DEAR MISS MANNERS: My partner, my sister and my best friend all seem to think it’s OK to interrupt me when I’m saying something. I was taught that it is extremely rude to interrupt and try very hard (mostly successfully) never to interrupt another person who is talking. They all know that it bothers me, but they still do it. I feel very disrespected, put down and offended when this happens, feeling that they don’t think anything I have to say is important or worth hearing.
I am rapidly losing my patience, and am afraid at some point I’m going to explode and tell all of them never to speak to me again until they can learn to let me finish a sentence. What can I politely say or do to get it across to them that this is NOT OK with me?
GENTLE READER: One fortunate side effect of physical distancing, Miss Manners hears, is that the technical limitations of web conferencing have forced people to be more conscious of interruption -- since two or more cannot easily be heard over one another. Miss Manners is hopeful that this mindfulness will carry over, but will not hold her breath.

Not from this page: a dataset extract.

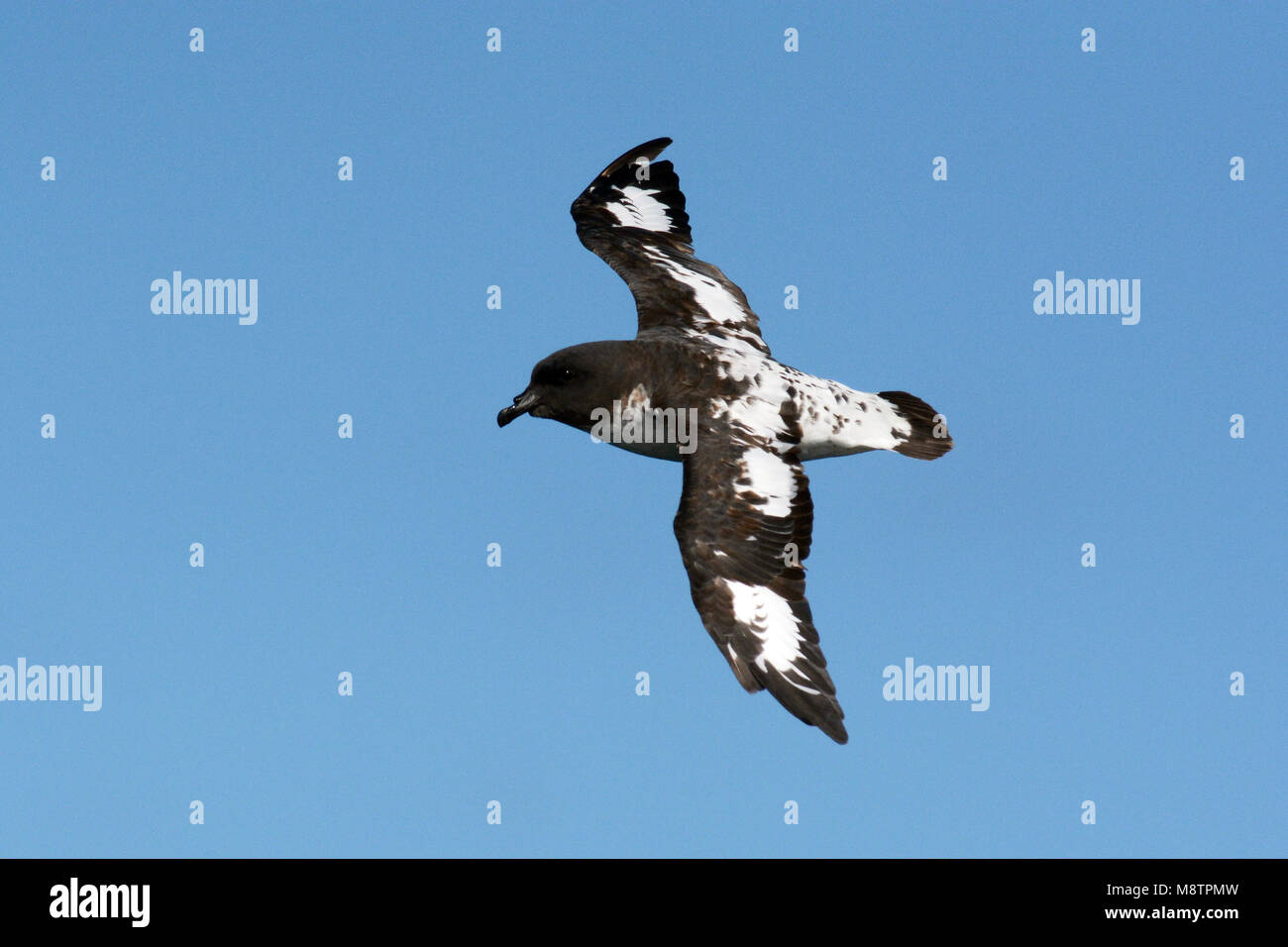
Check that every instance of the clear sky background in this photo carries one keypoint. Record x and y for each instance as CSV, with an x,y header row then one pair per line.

She suggests that you invoke this rule and practice with your circle: “I am finding it very difficult to hear or talk with all of us going at once. Perhaps we can take turns and make sure that each of us is finished speaking before the next one starts.” If this fails, Miss Manners suggests that, rather than exploding, you stop talking -- turn off your audio, as it were -- and see how long it takes for them to notice.